Das cerca de mil milhões de rolhas de cortiça para champanhe que são anualmente vendidas em todo o mundo, mais de 50% são de fabrico português. O mercado francês lidera o consumo de rolhas de champanhe (32,5 milhões de rolhas, equivalente a 32,5 milhões de euros), em segundo lugar surge a Itália (27,2 milhões de rolhas, equivalente a 27,2 milhões de euros), o que, no entender da entidade, é natural “devido à importância destes mercados nos vinhos espumantes”.

A verdade é que as rolhas que vão sair das garrafas de champanhe nesta madrugada já têm de estar na garrafa há algum tempo. Mas há uma certeza: grande parte são de produção nacional. “Cerca de 70% da distribuição mundial pertence às rolhas de cortiça e só as de champanhe têm uma quota de mercado superior a 95%”, diz.

Mas não é só deste segmento que vive o setor. Portugal é o líder mundial no que diz respeito às exportações de cortiça, com esta indústria nacional a representar 1,8% das exportações nacionais. “Ao comparar o valor das exportações de cortiça com as exportações totais do país, regista-se que o setor acompanhou a subida das exportações de Portugal, que tiveram um aumento de 9% em junho de 2015, face ao período homólogo de 2014”.

 Só as exportações de cortiça aumentaram 7,8% em valor face a 2014, totalizando 473,2 milhões de euros nos primeiros seis meses do ano. No entanto, em relação ao volume exportado, a tendência foi contrária, já que de 2014 para 2015 registou-se uma diminuição de 2,6%, o que significou uma redução de 94,6 milhares de toneladas para 92,1 milhares de toneladas exportados.

A Apcor lembra que este aumento das exportações “dá continuidade à linha de crescimento verificada nos últimos anos. Desde 2010 que temos aumentado as exportações, sendo que em 2014, por exemplo, registamos um aumento de 1,5% em relação ao ano anterior”, salienta. E para o presidente da entidade, João Rui Ferreira, a explicação é simples: “Resulta da estratégia que o setor definiu e colocou em prática”.

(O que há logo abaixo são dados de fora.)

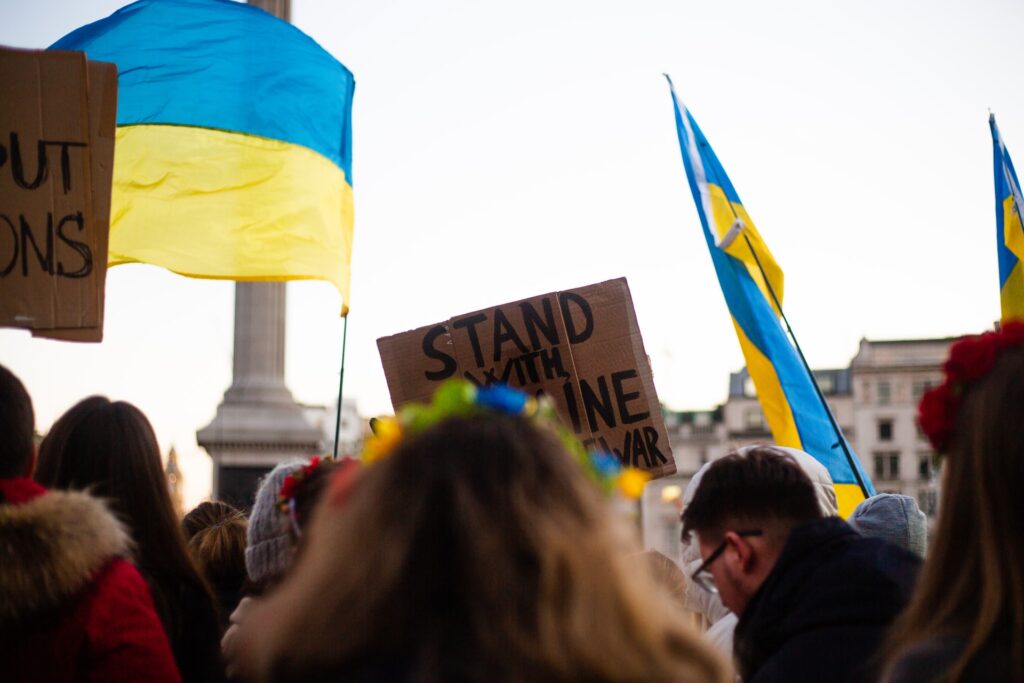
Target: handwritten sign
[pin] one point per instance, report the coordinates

As rolhas de cortiça continuam a liderar as exportações portuguesas de cortiça, assumindo o valor de 342,1 milhões de euros exportados no primeiro semestre de 2015 (72,3%), seguido da cortiça como material de construção com 117,8 milhões de euros (24,9%).

As rolhas de cortiça natural continuam a dominar as exportações portuguesas de rolhas de cortiça, ao totalizar 216,4 milhões de euros exportados no primeiro semestre de 2015, o que equivale a 63,3% do total exportado de rolhas de cortiça. A seguir surgem as rolhas de champanhe e o terceiro lugar da tabela é ocupado por outro tipo de rolhas, ao fixar-se nos 62,2 milhões de euros, apresentando um peso de 18,2% em relação ao total exportado.

Dos dez principais países importadores dos produtos portugueses de cortiça, que representam cerca de 82% do total exportado por Portugal, seis pertencem à Europa (55%), sendo os restantes 27% distribuídos pelos EUA, Chile, China e Argentina. Mas os Estados Unidos já são o principal mercado com 20,19% do total exportado, equivalendo a 95,5 milhões de euros, seguido da França com 18,9% e 89,4 milhões de euros.

Para João Rui Ferreira, para manter esta tendência de crescimento é preciso apostar em três eixos: “Contribuir ativamente para o esforço de ter em Portugal montados que possam produzir mais e melhor cortiça, dar continuidade ao esforço industrial para o aumento da fiabilidade dos produtos e, ainda, e com particular relevância, o crescimento do valor acrescentado das exportações, suportado na promoção internacional e no desenvolvimento de soluções inovadoras”.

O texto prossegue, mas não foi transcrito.